The anatomic location of the thymus gland between the neck and the mediastinum, as well as the stage of medical development, led to controversy in the first half of the twentieth century regarding whether to use a transcervical or transsternal approach to thymectomy. However, all the knowledge gained during subsequent decades on the autoimmune nature of myasthenia gravis, the basic role of the thymus gland, the potentially ectopic mediastinal thymic tissue distribution, and the different subgroups of myasthenic patients has not resolved the debate about the appropriate thymectomy approach.
Thoracoscopic thymectomy has been performed in the surgical department of the Charité University Hospital in Berlin and a few other centers worldwide since 1992. The operative technique was developed through stepwise scientific investigation and adapted for clinical use according to the principles of good clinical practice. The availability of thoracoscopy as a new operative technique has allowed a combination of maximum mediastinal exposure and minimum invasiveness. The guidelines of radical thymectomy according to Jaretzki were applied during the entire development of thoracoscopic thymectomy. All patient data were collected prospectively to evaluate the effectiveness of this approach.
Since then, most of the 14 operative techniques described in the literature were influenced by the success of thoracoscopic thymectomy. In 1997, a task force of the Myasthenia Gravis Foundation of America (MGFA) was assembled to propose a unified method for analyzing the results of thymectomy. Again, the true value of thymectomy was questioned because of the lack of prospective randomized trials proving the effectiveness of thymectomy for myasthenia gravis. The evidence-based review by Gronseth and Barohn of all related but nonrandomized comparative studies had the disadvantage of including only publications in which a nonsurgical group was presented. Therefore, all prospective, successful consecutive thymectomy series from most high-volume centers for myasthenia gravis were excluded. The marginal advantage for thymectomy versus nonoperative treatment of myasthenia gravis from that study was the basis for a complex worldwide prospective randomized study comparing the combination of thymectomy via complete median sternotomy and prednisone treatment for 2 years with prednisone treatment alone. In the 4 years since the study began, 97 active centers enrolled fewer than 100 of the 200 patients required. Thus, the experience of the centers performing at least one thymectomy in this study certainly is limited. If this trial proves a benefit from thymectomy, a minimally invasive approach to this procedure likely would become the method of choice.

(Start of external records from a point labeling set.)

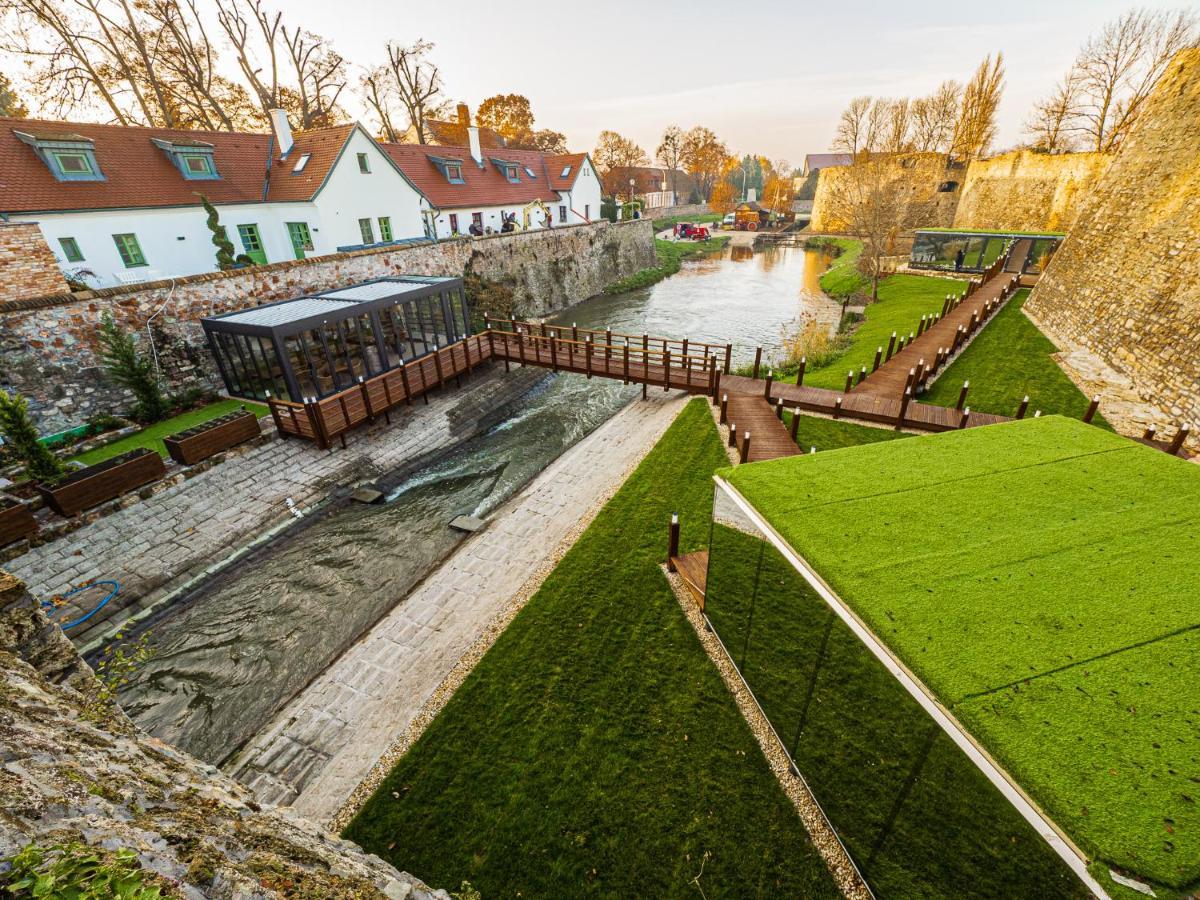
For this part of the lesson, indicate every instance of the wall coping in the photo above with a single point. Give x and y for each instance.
(51, 300)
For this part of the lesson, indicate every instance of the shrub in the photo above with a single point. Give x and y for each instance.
(131, 370)
(21, 439)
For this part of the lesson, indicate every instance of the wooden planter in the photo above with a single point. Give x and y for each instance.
(16, 521)
(103, 481)
(213, 437)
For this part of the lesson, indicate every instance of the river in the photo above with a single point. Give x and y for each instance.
(231, 654)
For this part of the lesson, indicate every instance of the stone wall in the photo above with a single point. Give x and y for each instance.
(1024, 191)
(48, 349)
(918, 174)
(77, 769)
(1126, 282)
(28, 267)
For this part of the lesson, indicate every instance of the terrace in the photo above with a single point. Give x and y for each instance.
(978, 648)
(316, 346)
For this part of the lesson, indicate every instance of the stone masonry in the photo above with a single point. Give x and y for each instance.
(28, 267)
(48, 346)
(322, 745)
(155, 546)
(1126, 282)
(75, 768)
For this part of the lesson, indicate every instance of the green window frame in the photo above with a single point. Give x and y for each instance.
(300, 238)
(130, 250)
(71, 250)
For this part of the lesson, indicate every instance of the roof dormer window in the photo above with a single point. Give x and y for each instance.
(70, 157)
(193, 159)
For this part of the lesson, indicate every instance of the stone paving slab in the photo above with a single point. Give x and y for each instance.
(321, 747)
(155, 546)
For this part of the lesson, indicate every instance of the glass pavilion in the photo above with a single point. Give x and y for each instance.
(323, 343)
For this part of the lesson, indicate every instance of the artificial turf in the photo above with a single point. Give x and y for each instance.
(1039, 577)
(594, 750)
(153, 435)
(1006, 361)
(903, 300)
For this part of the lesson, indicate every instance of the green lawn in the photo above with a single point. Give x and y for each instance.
(903, 300)
(1047, 597)
(1006, 361)
(594, 751)
(151, 436)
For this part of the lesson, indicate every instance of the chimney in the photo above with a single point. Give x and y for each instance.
(477, 154)
(282, 131)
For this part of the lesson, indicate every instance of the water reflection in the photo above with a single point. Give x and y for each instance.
(227, 660)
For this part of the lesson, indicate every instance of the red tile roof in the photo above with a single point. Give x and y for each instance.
(137, 173)
(486, 186)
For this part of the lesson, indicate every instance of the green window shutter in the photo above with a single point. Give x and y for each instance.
(130, 250)
(71, 250)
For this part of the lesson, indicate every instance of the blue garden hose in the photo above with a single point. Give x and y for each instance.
(51, 609)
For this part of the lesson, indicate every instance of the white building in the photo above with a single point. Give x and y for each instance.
(121, 204)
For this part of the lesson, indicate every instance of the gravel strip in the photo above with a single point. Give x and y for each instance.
(442, 694)
(823, 838)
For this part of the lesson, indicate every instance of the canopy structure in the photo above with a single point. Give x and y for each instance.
(979, 649)
(941, 247)
(315, 346)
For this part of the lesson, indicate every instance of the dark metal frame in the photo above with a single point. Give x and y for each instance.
(256, 359)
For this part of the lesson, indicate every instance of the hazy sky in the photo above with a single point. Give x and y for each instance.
(768, 77)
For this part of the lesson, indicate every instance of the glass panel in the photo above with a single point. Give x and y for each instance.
(918, 817)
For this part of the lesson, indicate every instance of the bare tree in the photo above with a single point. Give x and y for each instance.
(418, 83)
(852, 126)
(321, 76)
(868, 201)
(933, 118)
(1049, 125)
(1119, 67)
(670, 151)
(976, 126)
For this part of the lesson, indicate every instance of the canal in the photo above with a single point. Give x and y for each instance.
(229, 655)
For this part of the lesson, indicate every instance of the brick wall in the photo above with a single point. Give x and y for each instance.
(47, 345)
(1126, 282)
(27, 264)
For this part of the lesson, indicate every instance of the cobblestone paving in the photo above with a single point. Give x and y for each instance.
(324, 743)
(155, 546)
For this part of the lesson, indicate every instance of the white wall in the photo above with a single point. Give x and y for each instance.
(174, 241)
(349, 195)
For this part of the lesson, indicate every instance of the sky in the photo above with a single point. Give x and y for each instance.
(769, 78)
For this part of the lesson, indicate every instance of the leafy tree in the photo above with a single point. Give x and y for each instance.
(121, 359)
(21, 437)
(220, 239)
(10, 103)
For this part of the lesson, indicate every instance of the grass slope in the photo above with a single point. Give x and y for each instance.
(1019, 570)
(594, 750)
(1006, 361)
(151, 436)
(903, 300)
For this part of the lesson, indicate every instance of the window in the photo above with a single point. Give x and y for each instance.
(130, 250)
(71, 250)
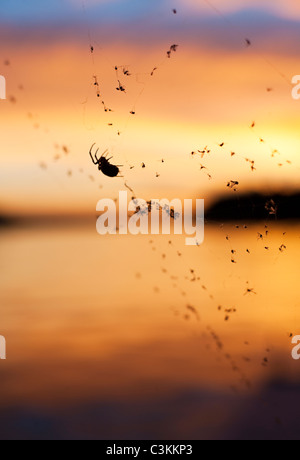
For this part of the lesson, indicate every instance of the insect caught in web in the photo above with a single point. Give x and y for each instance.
(104, 165)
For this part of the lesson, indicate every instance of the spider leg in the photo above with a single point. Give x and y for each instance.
(98, 160)
(93, 160)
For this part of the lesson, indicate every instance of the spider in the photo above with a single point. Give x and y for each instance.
(104, 165)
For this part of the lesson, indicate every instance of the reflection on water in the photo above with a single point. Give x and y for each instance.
(101, 343)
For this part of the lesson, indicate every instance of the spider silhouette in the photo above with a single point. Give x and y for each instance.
(104, 165)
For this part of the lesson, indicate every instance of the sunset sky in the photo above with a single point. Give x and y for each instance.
(210, 91)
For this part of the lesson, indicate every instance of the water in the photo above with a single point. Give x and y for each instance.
(100, 343)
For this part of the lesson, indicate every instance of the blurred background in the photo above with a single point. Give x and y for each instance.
(123, 337)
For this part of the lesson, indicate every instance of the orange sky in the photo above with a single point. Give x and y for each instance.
(207, 93)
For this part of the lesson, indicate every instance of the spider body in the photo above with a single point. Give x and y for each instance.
(104, 165)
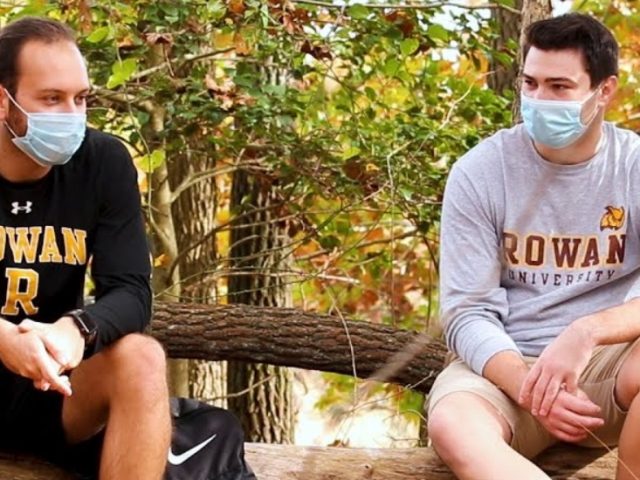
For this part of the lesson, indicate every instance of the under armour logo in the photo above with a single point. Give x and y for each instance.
(16, 208)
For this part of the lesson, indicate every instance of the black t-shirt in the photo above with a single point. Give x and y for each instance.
(84, 212)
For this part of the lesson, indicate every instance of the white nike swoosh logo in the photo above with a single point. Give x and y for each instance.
(183, 457)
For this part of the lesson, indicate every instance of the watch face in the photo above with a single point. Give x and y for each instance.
(85, 324)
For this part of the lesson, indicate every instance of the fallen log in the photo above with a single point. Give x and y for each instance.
(294, 338)
(289, 462)
(290, 337)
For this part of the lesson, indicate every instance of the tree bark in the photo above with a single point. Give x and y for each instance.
(260, 395)
(291, 337)
(532, 11)
(504, 77)
(286, 462)
(194, 211)
(271, 462)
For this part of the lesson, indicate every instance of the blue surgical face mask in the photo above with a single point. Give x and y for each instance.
(51, 138)
(554, 123)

Thymoma is the most frequently occurring tumor of the anterior mediastinum. In most cases, these tumors do not show cytologic criteria of malignancy; nevertheless, they have the potential for local infiltration, cellular spillage, intrapleural satellite growth, and recurrence. Their clinical and morphologic behavior led to the classification systems of Masaoka and the World Health Organization. The absolute indication for surgery requires a complete thymectomy, not a thymomectomy. Although even transcervical thymectomies have been performed for thymomas depending on their potential aggressiveness, the surgical community traditionally has defended the dogma that a median sternotomy is always required for treating these tumors. However, selected cases of nonadvanced thymoma have been treated successfully with the thoracoscopic approach.
Thoracoscopic thymectomy has a variety of modifications: the unilateral three-trocar approach from the left or right side, the use of additional trocars at the same or contralateral side, additional minithoracotomy, the bilateral approach, and an additional cervical and/or subxiphoid incision.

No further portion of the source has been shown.